Many investor stell me that once the EMIs start, they are not very comfortable with carrying a big debt and they want to prepay it. In fact, home loan is the only thing is the only borrowing which justifies itself because if you borrow for buying a home, for 10-15 years, the amount of return that you derive from equity generally tends to be much higher than the interest that you incur on your home loan.

So, if you have to borrow, this is the only borrowing you should do in your life. No other borrowing for any consumer loan or credit card loan should be considered.

How should one go about it? I know you are saying consider multicap or balance funds for the long term so you are essentially saying start with a Systematic Investment Plan (SIP) in those kind of funds and then look at financing the money invested there for buying a home?

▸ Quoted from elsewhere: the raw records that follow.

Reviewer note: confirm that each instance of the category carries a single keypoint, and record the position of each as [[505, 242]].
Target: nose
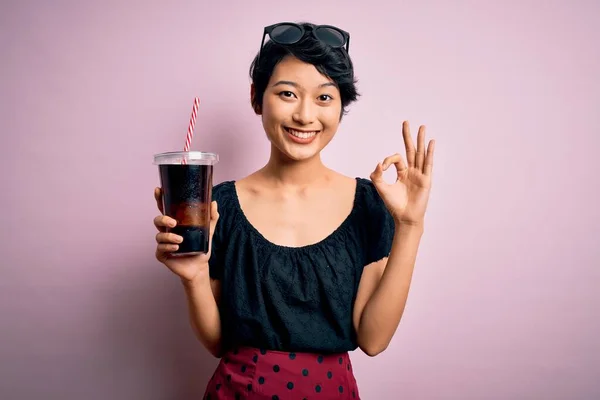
[[306, 112]]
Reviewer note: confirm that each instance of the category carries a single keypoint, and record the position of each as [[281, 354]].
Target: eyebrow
[[294, 84]]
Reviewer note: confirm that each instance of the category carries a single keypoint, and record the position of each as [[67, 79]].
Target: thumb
[[377, 175], [214, 217]]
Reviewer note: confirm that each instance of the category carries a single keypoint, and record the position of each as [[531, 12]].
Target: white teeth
[[302, 135]]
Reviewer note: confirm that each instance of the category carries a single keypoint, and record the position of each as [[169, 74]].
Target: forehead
[[300, 72]]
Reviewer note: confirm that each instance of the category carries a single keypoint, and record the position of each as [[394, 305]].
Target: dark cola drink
[[186, 181]]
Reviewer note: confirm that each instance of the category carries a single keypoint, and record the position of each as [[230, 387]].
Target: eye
[[287, 93]]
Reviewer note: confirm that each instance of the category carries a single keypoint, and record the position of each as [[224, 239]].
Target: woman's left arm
[[383, 291], [385, 284]]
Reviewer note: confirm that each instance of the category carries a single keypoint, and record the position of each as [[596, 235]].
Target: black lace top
[[294, 298]]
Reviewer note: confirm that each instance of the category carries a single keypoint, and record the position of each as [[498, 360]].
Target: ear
[[256, 107]]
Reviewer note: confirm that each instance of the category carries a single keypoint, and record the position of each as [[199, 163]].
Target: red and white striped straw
[[190, 134]]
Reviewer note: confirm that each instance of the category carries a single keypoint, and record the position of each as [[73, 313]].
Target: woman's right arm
[[203, 294]]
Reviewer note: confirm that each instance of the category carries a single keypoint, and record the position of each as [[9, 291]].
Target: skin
[[295, 200]]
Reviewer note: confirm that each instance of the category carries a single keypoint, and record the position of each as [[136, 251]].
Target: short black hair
[[334, 63]]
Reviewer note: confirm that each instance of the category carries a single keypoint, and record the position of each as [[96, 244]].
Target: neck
[[286, 172]]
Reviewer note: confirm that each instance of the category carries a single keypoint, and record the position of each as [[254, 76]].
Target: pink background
[[504, 302]]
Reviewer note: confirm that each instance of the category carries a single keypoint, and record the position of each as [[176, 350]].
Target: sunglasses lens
[[331, 36], [286, 34]]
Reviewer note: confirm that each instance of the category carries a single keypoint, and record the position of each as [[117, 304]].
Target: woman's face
[[301, 109]]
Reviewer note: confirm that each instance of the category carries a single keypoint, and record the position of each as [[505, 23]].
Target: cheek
[[330, 118]]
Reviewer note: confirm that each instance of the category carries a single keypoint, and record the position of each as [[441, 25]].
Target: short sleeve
[[380, 226]]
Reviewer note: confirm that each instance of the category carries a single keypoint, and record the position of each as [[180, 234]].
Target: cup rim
[[192, 156]]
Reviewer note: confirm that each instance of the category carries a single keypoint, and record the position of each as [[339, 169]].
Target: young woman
[[305, 264]]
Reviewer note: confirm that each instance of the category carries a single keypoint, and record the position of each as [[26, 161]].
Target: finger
[[168, 238], [163, 221], [214, 218], [166, 248], [408, 144], [398, 162], [428, 168], [158, 198], [377, 174], [420, 156]]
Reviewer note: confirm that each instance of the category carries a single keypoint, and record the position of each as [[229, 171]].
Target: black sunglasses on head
[[286, 33]]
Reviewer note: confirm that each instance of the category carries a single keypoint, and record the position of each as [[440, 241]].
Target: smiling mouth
[[301, 134]]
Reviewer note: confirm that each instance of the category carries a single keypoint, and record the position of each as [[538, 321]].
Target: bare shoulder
[[249, 185], [342, 182]]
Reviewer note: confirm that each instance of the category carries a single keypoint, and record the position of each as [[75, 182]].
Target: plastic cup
[[186, 181]]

It depends. You need time for all this and you should definitely earmark a time — whether it is less than five years or more than five years. Keep it simple, choose one or two funds if you plan to buy your house within next five years. Invest with a conservative vehicle where you are likely to get return which will be higher than what recurring deposit will get you. It will also come in a manner that will have some upside if you get lucky with the equity market.

Averaging will definitely help because Indian markets are bound to remain very volatile at all times in future. Volatility and regular investing comes as a great advantage for individual investors. If you are planning to buy your house within next five years, accumulate. It is a negotiable goal because buying a house is not plan which has to happen on a specific date. It has to happen within a time frame.

If you want to buy your house within next 3-5 years, go for equity savings funds. I will recommend three equity savings funds– the Edelweiss Equity Saving, The Axis Tax Saver and DHFL Pramerica Equity.

If you are planning to buy your house five years from now, go for the usual multicaps.

Five years and more, you just might get lucky with the equity investments. That way you will be able to accumulate the 20-25% needed for the down payment much ahead of time. There is nothing better than actualising your goal much ahead of what you had planned for.

Coming to those multicap funds as of now — SBI Magnum Multicap, Franklin India Focussed Equity and UTI Equity are my choice.

That is for the early planners but what about the late bloomers? Someone who has already got a home loan running and now decides that there is no other asset class which is giving you money and why dont not I put some corpus into SIPs and perhaps that can help me sail through the rest of my home loan. Do SIPs for home loans have to be done way before actually taking up the home loan?

There are two-three points to consider. First, you need to accumulate for your down payment. I have given a plan. There are people who ask question that they have a home loan and they want to prepay it. Should they run a SIP and accumulate the savings in a manner and then prepay it?

Do not think in terms of prepaying your home loan. Rather, take a home loan-linked term plan, so that you are able to derisk your family from any such situation and carry on with your SIPs. Save as much as you can in an equity fund for the long term because it does not make sense for anybody to be prepaying their home loan simply because the cost that you incur by way of interest and the tax break that you get on repayment of the principal and the interest on home loan is much lower and the benefit from that outweigh the benefit that you will derive from prepaying it.

The return on a 10-15 years time frame on your equity investment will be substantially higher than the cost that you will incur on that. So, do not think in terms of prepaying your home loan. Keep your mutual fund as a vehicle of one medium term short term goal to accumulate for the down payment. Nothing beyond that.

Two balanced funds that you have high conviction on?

I keep recommending balanced funds and they prove to be one of the best vehicles for investors getting started. Tata Balanced and Franklin Balanced are two balanced fund for investors starting out.